Discipleship is mimicry. If you want to grow spiritually in an area, why not latch onto someone in whom you see excellence in that same area? If I want a better marriage, I can pursue time with a couple whose marriage I respect. If I want to learn patience, I can identify a noticeably patient person in my life and start asking questions. If we learn golf from golfers and music from musicians, shouldn’t we learn faith from the faithful?


I once heard Tim Keller describing an interaction with a friend. His friend challenged him: “Tim, when your sermon is well-researched and prepared, you quote from lots of people. When it’s not, you just quote C.S. Lewis.” While that could be seen as incriminating—and a convicting word on adequate sermon preparation—to me it’s actually inspiring. The authors and influences we know best become the words that flow from us naturally. They reveal the heart-defaults of a person, the deep and familiar well we most readily draw from. Keller knows Lewis so well that, when other voices aren’t as readily apparent, Lewis just spills out of him.


So what spills out of me? This is convicting. Do I know more movie lines than I know lines of Scripture? Are my factory settings set to the language of my Savior? Has my mind dwelled on what is pure, noble, excellent, and praiseworthy (Philippians 4:8-9) so much that it becomes repeatable at the default level? Have I learned a song worthy of repetition?


Repeat the Sounding Joy


In a sense, Jesus’s message was mimicry too. He told the disciples, “No longer do I call you servants, for the servant does not know what his master is doing; but I have called you friends, for all that I have heard from my Father I have made known to you.” (John 15:15, ESV) He listened to the Father’s song and repeated it note for note to his disciples.

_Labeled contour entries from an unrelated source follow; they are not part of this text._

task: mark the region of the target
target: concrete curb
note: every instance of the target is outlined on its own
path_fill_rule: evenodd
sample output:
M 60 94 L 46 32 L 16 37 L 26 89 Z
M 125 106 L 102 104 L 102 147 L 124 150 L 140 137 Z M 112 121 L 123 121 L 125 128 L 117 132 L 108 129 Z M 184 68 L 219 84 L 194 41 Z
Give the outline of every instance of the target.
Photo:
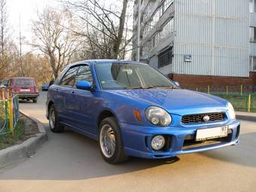
M 256 117 L 253 116 L 242 115 L 242 114 L 236 114 L 236 118 L 239 120 L 249 120 L 256 122 Z
M 35 151 L 47 139 L 47 135 L 44 125 L 34 117 L 20 110 L 20 112 L 28 118 L 35 121 L 38 127 L 39 133 L 29 138 L 24 142 L 0 151 L 0 168 L 17 163 L 26 158 L 30 157 Z

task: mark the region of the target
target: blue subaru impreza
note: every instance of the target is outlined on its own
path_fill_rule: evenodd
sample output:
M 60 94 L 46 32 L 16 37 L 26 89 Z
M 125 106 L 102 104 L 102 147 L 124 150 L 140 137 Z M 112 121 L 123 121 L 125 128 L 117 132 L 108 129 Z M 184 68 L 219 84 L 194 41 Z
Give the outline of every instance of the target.
M 110 163 L 236 145 L 240 130 L 227 101 L 182 90 L 146 64 L 121 60 L 67 66 L 49 88 L 47 117 L 54 133 L 67 126 L 97 140 Z

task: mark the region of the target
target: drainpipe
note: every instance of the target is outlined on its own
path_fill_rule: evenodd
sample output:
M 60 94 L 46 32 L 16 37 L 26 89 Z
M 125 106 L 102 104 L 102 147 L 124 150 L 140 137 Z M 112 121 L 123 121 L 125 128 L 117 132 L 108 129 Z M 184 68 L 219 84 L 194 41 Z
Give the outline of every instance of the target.
M 137 22 L 137 61 L 139 62 L 140 56 L 140 34 L 141 34 L 141 3 L 142 0 L 138 0 L 138 22 Z

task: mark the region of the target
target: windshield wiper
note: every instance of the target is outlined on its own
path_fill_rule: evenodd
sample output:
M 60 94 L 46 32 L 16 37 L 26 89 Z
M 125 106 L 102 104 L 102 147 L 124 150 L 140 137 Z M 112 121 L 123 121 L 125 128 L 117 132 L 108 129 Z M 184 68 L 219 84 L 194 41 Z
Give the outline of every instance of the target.
M 147 89 L 154 89 L 154 88 L 157 88 L 157 87 L 153 85 L 127 87 L 128 90 L 147 90 Z

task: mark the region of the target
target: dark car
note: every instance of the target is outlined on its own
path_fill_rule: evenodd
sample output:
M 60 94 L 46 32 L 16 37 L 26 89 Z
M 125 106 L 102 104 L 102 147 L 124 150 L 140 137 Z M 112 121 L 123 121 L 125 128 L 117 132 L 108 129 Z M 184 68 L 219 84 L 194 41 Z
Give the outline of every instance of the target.
M 38 101 L 39 90 L 33 78 L 11 78 L 7 87 L 10 91 L 18 93 L 20 99 L 31 99 L 33 102 Z
M 42 91 L 47 91 L 49 89 L 49 84 L 45 84 L 41 86 Z

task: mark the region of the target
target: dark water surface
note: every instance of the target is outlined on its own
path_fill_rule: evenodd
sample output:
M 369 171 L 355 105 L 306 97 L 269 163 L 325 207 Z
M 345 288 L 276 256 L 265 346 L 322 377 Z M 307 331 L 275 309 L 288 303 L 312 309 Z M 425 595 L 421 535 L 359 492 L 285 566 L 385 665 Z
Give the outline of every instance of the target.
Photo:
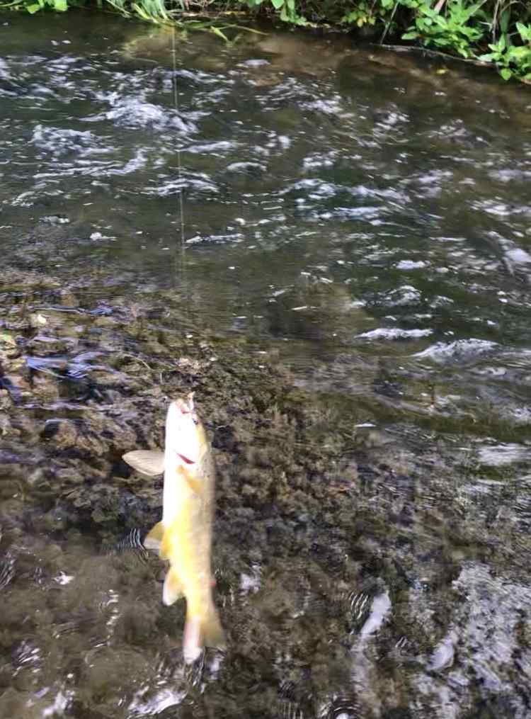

And he sends his Spirit to do the same: “But when he, the Spirit of truth, comes, he will guide you into all the truth. He will not speak on his own; he will speak only what he hears, and he will tell you what is yet to come.” (John 16:13) God the Son and God the Spirit perfectly repeat the heart of the Father into our lives.


The mockingbird reminds us that a great song is worthy of emulation.


Learn that song, sing it by heart, and pass it on.